September 10, 2007

Proteins Pair to Form Crucial Hearing Structure

Tubular stereocilia on hair cell surface arranged in three rows of increasing heigh Neatly arranged rows of stereocilia sit atop a hair cell of the inner ear. Microscopic tethers called "tip links" connect the tops of shorter stereocilia to the taller ones behind them. Bechara Kachar, NIDCD.

Scientists have identified 2 proteins that appear to pair up at the precise location in the ear where sound vibrations are turned into electrical signals. The finding may eventually help researchers develop more precise treatments for hearing loss, a condition that affects more than 32 million people in the United States alone.
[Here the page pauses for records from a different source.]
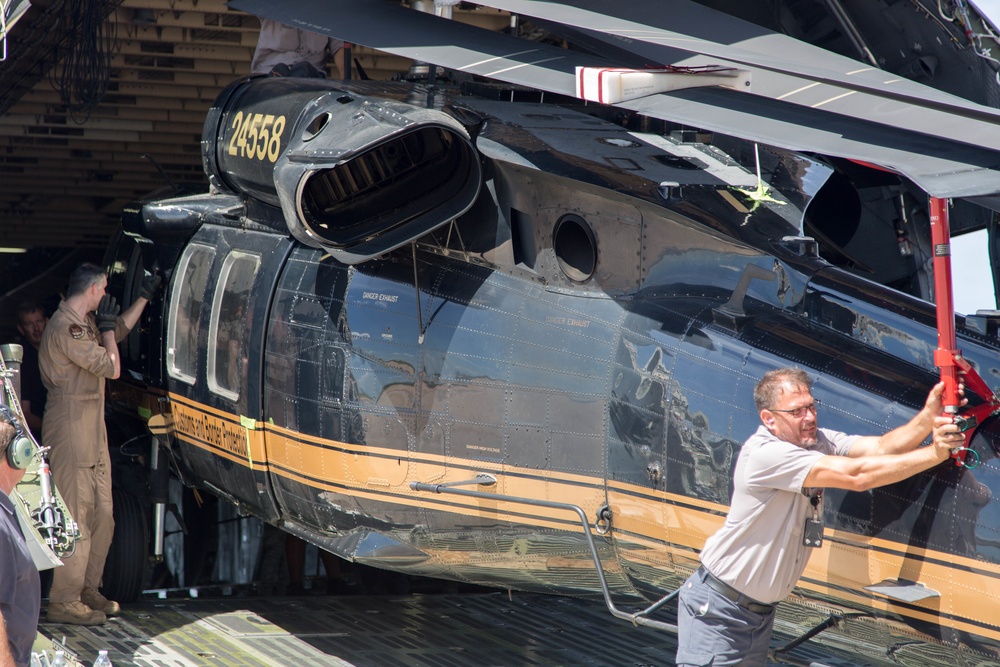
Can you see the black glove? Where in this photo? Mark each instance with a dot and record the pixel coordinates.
(150, 285)
(107, 313)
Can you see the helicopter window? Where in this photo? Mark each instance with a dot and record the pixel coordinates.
(226, 358)
(576, 248)
(185, 312)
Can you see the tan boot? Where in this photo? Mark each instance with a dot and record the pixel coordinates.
(93, 599)
(75, 613)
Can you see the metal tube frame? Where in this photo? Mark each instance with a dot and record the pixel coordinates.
(485, 479)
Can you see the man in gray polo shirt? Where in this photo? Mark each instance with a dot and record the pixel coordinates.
(726, 608)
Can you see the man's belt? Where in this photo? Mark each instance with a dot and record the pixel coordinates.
(733, 595)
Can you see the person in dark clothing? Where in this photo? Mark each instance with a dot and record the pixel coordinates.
(31, 321)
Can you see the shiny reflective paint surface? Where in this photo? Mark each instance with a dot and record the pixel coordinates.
(630, 389)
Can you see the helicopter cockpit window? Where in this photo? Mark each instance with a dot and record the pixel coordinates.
(226, 355)
(185, 312)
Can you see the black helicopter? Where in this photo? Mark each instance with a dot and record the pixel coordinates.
(500, 334)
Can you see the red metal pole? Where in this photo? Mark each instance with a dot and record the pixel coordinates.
(945, 355)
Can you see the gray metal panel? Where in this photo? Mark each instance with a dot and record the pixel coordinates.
(940, 164)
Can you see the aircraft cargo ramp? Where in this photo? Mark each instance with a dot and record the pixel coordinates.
(462, 630)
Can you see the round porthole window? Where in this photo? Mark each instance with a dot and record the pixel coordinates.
(575, 247)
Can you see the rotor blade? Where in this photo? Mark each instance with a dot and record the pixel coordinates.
(935, 160)
(679, 27)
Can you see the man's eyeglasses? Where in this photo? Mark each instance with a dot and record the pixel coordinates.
(799, 413)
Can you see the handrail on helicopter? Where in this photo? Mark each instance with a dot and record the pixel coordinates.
(486, 479)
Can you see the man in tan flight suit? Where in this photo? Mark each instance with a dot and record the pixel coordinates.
(79, 349)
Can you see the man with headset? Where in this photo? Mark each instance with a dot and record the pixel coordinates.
(20, 596)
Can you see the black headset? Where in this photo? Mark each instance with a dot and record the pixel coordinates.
(21, 449)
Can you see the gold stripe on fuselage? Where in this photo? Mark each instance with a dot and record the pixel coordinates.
(655, 527)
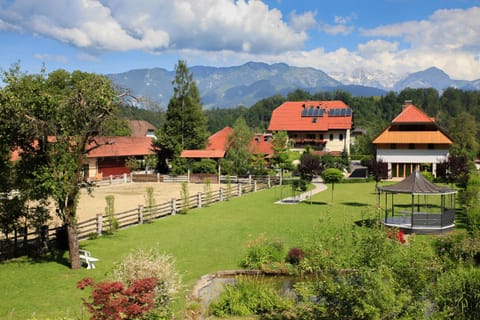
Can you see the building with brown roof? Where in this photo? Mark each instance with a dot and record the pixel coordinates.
(322, 125)
(412, 141)
(110, 158)
(141, 128)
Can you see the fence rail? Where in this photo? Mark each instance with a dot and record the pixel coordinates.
(103, 224)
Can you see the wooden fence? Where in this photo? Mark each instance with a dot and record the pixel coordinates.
(102, 224)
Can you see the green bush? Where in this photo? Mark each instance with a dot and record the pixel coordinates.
(457, 294)
(458, 247)
(142, 264)
(263, 253)
(248, 297)
(204, 166)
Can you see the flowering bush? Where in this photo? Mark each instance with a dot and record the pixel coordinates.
(142, 264)
(263, 252)
(295, 255)
(112, 300)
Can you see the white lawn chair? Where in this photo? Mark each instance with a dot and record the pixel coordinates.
(86, 257)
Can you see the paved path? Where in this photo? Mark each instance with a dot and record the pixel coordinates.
(319, 186)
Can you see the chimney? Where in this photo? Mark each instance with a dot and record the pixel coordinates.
(407, 102)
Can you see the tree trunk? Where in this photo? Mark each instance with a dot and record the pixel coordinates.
(73, 249)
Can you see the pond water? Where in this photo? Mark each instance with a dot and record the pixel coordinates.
(209, 287)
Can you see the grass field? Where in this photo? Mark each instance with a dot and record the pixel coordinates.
(203, 241)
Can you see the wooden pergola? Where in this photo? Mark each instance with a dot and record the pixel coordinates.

When a car horn honks or a person laughs, sound vibrations travel through the air until they reach your ear and bounce against the eardrum, triggering a chain of events that you ultimately perceive as sound. Researchers have long tried to learn exactly how the motion energy of sound is transformed into electrical impulses that the brain can understand. They knew that sensory cells in the inner ear called hair cells are crucial to the process.

Sitting atop the hair cells are tiny bristly structures known as stereocilia. As hair cells move in response to sound, their stereocilia bump up against a membrane, causing them to tilt. Microscopic tethers called "tip links" connect rows of shorter stereocilia at their tips to taller stereocilia behind them. Most scientists believe that as the stereocilia move and tilt, the tip links open up tiny cellular pores, allowing electrically charged ions to rush into the hair cells. This inrush begins an electrical signal that travels to the brain.
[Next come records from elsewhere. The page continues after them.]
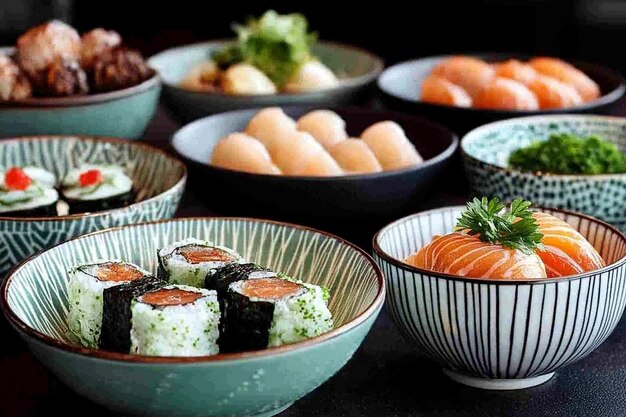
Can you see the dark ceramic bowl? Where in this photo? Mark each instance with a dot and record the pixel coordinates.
(351, 197)
(400, 87)
(357, 70)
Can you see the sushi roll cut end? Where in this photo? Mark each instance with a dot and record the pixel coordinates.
(87, 286)
(190, 261)
(175, 321)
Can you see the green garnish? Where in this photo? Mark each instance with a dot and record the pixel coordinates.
(275, 44)
(514, 228)
(564, 153)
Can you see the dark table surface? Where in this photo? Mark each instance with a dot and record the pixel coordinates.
(387, 377)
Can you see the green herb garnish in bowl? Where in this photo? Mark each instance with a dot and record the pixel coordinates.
(565, 153)
(272, 54)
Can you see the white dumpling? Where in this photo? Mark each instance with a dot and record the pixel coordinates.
(392, 148)
(272, 127)
(245, 79)
(354, 156)
(311, 76)
(242, 152)
(324, 125)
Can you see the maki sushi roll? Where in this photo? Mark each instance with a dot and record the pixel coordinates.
(96, 187)
(190, 261)
(267, 312)
(87, 285)
(176, 320)
(116, 312)
(27, 191)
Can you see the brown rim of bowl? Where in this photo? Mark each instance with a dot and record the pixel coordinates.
(379, 66)
(222, 357)
(444, 155)
(82, 100)
(534, 281)
(132, 206)
(513, 171)
(605, 99)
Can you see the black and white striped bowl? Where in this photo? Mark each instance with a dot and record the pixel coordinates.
(497, 334)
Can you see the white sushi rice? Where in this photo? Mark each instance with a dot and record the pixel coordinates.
(86, 304)
(179, 330)
(180, 271)
(115, 182)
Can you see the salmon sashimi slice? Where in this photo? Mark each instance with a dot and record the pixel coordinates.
(464, 255)
(566, 252)
(170, 297)
(269, 288)
(117, 272)
(568, 74)
(472, 74)
(438, 90)
(197, 254)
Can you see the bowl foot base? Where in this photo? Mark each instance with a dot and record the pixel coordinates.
(497, 384)
(275, 411)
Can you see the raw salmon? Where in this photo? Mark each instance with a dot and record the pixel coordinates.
(464, 255)
(566, 252)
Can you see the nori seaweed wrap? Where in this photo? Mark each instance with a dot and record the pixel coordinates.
(116, 316)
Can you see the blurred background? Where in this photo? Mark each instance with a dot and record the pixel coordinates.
(586, 30)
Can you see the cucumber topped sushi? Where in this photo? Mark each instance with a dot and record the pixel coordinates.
(87, 285)
(176, 320)
(27, 191)
(190, 261)
(267, 312)
(97, 187)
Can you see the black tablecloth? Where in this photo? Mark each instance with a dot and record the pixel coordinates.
(387, 377)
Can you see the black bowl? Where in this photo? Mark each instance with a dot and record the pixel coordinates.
(314, 200)
(399, 87)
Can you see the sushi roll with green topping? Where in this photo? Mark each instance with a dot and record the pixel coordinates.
(176, 320)
(116, 314)
(27, 191)
(267, 312)
(96, 188)
(190, 261)
(86, 287)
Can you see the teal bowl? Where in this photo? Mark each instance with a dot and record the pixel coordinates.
(123, 113)
(357, 69)
(159, 180)
(34, 298)
(486, 152)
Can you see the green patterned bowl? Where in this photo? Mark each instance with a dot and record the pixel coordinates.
(357, 68)
(159, 181)
(34, 298)
(486, 152)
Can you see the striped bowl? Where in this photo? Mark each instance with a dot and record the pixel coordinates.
(158, 182)
(34, 298)
(497, 334)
Scientists at NIH's National Institute on Deafness and Other Communication Disorders (NIDCD) and the Scripps Research Institute set out to identify the molecular components of the tip links. Although previous studies had reported finding several different protein components, their results were often conflicting.

In the September 6, 2007, edition of Nature, the researchers report that 2 proteins already associated with hearing loss — cadherin 23 and protocadherin 15 — unite and adhere to one another to form the tip link. The scientists used electron microscopy to show that cadherin 23 links to the side of the longer stereocilium, while protocadherin 15 connects to the tip of the shorter one.

The researchers also found that, under the right conditions, cadherin 23 and protocadherin 15 could form a structure in the laboratory that resembles a tip link. The two proteins can wind tightly together from one end to the other in a configuration that mirrors a naturally-occurring tip link. The structure thrived in calcium concentrations that paralleled those found in fluid of the inner ear, while a drastic reduction in calcium disrupted the structure.

The researchers found that one deafness-causing change in protocadherin 15 inhibited its interaction with cadherin 23. They concluded that the mutation reduces the adhesive properties of the 2 proteins and blocks formation of the tip link.

"Now that we understand what the tip link is made of and what conditions are required to assemble it, we can study what it might take to rejoin tip links," says NIDCD’s Dr. Bechara Kachar, a co-senior investigator on the study. Therapies that reunite the proteins may one day help to restore hearing in people with some forms of hearing loss.